« Je ne peux
voir une souffrance sans me poser deux questions : quelle en est la
cause, et que puis-je faire pour y remédier ? ». Cette
préoccupation de William Booth, pasteur méthodiste anglais,
explique pourquoi le mouvement qu’il a fondé embrasse de
par le monde un si large faisceau d’activités.
Pour William Booth, l’Évangile est une énergie
capable de transformer la vie de tout homme. Révolté par
la misère des populations ouvrières en pleine révolution
industrielle, il prêche dans la rue, dans des arrière-salles
de bistrot ou sous un chapiteau de cirque. Joignant le geste à
la parole, il fait ouvrir des abris pour des centaines de miséreux
et apporte des réponses concrètes à leurs besoins.
Son action se résume en trois mots : « Soupe, savon, salut
». Pour encadrer et mettre à l’œuvre les nouveaux
convertis, il structure le mouvement de façon hiérarchique
: « l’Armée du Salut » est née.
Le mouvement essaime rapidement au-delà des frontières.
Catherine Booth, fille du fondateur, débarque en France en 1881.
Entre 1917 et 1934, les « commissaires » Albin et Blanche
Peyron donnent à l’organisation un essor remarquable. Le
couple prêche Jésus-Christ, Sauveur des hommes, et se lance
dans la création d’institutions sociales novatrices, à
Paris (Palais de la Femme, Cité de Refuge…) et en province.
L’action menée en Guyane française aboutit à
la suppression du bagne.
Pendant
la Seconde Guerre mondiale, l’Armée du Salut est interdite.
Marc Boegner, président du Conseil national de l’Église
réformée de France, obtient du gouvernement de Vichy que
les officiers soient intégrés à l’ERF comme
évangélistes, et que les établissements soient
rattachés à l’Association des Diaconesses de Reuilly.
La paix revenue, l’Armée du Salut développe diverses
actions pédagogiques en faveur de la jeunesse. Après les
« Trente glorieuses », elle participe aux dispositifs de
lutte contre les exclusions (ex. : la création de la Banque alimentaire),
organise et gère des structures d’accueil d’urgence
en partenariat avec d’autres associations et avec les pouvoirs
publics.
En 1994, de nouveaux statuts distinguent la gestion de
l’action sociale de celle de l’évangélisation.

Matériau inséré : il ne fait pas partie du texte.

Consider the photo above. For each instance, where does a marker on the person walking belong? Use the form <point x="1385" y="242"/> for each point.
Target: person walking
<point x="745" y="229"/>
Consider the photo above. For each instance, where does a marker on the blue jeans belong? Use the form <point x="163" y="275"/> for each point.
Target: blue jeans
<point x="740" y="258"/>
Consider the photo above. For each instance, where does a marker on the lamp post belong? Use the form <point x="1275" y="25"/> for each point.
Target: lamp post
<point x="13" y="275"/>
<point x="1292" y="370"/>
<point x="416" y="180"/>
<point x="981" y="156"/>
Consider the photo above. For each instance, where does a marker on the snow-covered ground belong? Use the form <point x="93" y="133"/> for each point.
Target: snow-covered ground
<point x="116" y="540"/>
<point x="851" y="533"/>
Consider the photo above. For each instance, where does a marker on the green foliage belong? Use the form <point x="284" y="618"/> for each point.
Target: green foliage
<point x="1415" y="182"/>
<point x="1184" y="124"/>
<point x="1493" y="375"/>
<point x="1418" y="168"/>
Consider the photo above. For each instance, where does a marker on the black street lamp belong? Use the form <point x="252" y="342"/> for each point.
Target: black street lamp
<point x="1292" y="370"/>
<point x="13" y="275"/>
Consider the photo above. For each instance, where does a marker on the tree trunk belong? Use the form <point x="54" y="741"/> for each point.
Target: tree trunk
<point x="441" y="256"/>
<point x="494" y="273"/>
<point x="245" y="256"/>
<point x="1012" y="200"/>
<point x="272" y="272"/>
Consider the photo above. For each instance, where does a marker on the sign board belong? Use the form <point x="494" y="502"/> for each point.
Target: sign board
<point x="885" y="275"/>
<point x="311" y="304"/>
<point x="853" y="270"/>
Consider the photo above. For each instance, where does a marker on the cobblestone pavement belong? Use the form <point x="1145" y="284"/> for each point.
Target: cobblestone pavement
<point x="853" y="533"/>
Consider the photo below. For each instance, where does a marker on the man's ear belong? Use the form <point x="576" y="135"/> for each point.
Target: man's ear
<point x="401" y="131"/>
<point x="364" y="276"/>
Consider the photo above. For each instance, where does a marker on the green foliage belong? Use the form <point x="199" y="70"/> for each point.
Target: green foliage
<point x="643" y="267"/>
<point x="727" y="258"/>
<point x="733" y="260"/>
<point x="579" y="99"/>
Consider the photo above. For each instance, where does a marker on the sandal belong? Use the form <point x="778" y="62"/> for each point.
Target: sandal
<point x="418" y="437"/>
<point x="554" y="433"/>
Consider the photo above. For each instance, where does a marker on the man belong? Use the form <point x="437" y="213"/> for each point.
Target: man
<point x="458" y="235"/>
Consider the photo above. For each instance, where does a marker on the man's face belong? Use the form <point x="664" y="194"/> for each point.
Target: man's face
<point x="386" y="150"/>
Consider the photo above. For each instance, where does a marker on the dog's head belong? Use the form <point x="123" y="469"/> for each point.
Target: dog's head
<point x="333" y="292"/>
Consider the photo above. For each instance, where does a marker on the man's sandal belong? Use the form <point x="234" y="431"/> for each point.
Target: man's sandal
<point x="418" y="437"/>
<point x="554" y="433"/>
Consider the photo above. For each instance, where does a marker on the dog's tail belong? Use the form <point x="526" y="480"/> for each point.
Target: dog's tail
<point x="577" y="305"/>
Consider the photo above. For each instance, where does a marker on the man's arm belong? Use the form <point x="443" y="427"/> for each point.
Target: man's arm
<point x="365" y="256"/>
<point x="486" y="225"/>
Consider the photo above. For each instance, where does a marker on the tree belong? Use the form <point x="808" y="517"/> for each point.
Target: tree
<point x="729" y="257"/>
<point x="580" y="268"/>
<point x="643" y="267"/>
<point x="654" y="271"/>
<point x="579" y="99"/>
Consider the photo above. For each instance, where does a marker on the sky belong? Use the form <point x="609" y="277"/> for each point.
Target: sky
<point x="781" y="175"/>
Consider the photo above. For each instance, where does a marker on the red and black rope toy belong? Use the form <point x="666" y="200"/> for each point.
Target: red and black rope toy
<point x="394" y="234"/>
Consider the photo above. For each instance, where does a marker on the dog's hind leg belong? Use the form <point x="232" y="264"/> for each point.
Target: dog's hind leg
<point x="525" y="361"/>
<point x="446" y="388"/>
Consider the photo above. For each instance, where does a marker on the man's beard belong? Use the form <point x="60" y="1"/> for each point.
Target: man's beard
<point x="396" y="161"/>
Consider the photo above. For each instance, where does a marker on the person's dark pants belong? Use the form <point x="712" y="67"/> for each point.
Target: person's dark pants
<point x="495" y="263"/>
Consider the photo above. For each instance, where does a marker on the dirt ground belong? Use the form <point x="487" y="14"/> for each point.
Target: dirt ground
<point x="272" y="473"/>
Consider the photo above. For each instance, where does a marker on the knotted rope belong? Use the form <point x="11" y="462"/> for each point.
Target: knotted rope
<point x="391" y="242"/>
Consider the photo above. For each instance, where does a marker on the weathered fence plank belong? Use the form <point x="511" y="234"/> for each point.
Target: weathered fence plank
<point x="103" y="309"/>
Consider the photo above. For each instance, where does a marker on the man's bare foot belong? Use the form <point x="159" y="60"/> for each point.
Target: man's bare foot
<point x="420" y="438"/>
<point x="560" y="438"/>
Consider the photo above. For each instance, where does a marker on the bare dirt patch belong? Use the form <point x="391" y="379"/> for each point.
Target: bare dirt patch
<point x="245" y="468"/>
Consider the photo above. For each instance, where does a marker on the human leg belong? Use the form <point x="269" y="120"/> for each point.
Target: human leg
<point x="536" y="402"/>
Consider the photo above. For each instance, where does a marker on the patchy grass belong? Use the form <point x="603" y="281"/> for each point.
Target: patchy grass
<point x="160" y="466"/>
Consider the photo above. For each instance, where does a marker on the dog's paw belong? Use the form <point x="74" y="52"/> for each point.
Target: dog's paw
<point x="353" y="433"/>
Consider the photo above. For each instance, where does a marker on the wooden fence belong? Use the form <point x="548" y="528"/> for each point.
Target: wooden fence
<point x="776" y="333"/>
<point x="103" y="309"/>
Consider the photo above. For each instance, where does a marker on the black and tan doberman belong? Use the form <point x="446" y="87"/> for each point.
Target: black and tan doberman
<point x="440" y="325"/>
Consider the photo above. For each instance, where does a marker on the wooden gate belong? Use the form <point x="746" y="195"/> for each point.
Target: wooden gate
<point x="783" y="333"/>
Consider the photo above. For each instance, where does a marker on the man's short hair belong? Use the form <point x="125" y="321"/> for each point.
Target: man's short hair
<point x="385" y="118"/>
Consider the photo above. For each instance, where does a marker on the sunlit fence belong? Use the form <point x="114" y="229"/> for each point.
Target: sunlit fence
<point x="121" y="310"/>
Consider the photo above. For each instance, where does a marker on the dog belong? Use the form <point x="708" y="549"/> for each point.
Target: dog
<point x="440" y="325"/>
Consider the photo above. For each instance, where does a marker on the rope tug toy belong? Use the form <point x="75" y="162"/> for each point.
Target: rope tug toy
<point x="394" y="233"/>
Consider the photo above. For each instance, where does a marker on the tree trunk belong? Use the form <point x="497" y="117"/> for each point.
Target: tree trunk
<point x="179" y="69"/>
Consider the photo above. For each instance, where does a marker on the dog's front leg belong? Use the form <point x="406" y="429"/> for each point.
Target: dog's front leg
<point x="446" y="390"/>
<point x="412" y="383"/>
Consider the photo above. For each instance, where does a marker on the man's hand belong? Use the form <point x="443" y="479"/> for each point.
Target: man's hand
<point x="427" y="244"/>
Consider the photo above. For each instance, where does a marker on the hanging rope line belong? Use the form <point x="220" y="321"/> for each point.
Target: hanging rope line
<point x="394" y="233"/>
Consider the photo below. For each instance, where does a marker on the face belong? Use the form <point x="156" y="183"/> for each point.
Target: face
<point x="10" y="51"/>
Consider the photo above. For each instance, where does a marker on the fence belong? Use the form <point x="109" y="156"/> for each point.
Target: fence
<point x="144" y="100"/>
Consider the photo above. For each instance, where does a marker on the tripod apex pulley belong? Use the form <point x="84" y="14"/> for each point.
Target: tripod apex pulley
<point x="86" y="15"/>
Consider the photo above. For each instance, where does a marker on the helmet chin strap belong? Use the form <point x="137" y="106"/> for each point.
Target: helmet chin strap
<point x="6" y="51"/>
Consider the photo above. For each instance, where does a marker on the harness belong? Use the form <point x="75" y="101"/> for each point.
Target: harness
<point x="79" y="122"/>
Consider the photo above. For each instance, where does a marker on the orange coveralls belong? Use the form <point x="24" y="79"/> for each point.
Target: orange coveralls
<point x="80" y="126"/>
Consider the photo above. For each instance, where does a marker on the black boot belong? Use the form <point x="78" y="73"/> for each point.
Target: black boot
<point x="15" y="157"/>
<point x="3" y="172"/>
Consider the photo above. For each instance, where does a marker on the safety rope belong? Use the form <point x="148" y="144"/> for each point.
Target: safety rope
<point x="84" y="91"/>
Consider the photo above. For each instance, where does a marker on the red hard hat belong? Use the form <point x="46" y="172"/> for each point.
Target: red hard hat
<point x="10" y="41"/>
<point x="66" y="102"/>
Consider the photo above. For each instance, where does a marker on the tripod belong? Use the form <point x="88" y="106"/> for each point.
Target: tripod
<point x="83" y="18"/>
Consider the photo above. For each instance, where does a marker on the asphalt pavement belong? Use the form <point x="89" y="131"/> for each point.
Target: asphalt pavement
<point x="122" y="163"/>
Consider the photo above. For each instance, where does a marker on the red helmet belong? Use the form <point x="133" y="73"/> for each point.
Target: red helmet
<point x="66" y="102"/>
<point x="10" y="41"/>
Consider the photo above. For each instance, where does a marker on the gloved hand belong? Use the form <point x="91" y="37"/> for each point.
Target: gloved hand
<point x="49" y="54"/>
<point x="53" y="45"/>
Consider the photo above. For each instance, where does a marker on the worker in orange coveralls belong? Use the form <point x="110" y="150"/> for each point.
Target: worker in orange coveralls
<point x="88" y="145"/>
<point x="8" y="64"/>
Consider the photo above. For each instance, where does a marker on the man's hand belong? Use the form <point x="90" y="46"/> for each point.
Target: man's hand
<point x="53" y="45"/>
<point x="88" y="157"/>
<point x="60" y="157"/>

Désormais, la Congrégation de l’Armée du Salut,
reconnue comme Église par la Fédération protestante
de France, poursuit la mission spirituelle. Ses postes d’évangélisation
sont des lieux où se manifeste aussi une solidarité concrète
en faveur de personnes ou familles en difficulté (aide alimentaire,
accompagnement, activités de loisirs pour les enfants). L’animation
de rue auprès d’enfants de quartiers difficiles à
Strasbourg, Mulhouse et Montbéliard se développe avec
le concours d’autres Églises et communautés.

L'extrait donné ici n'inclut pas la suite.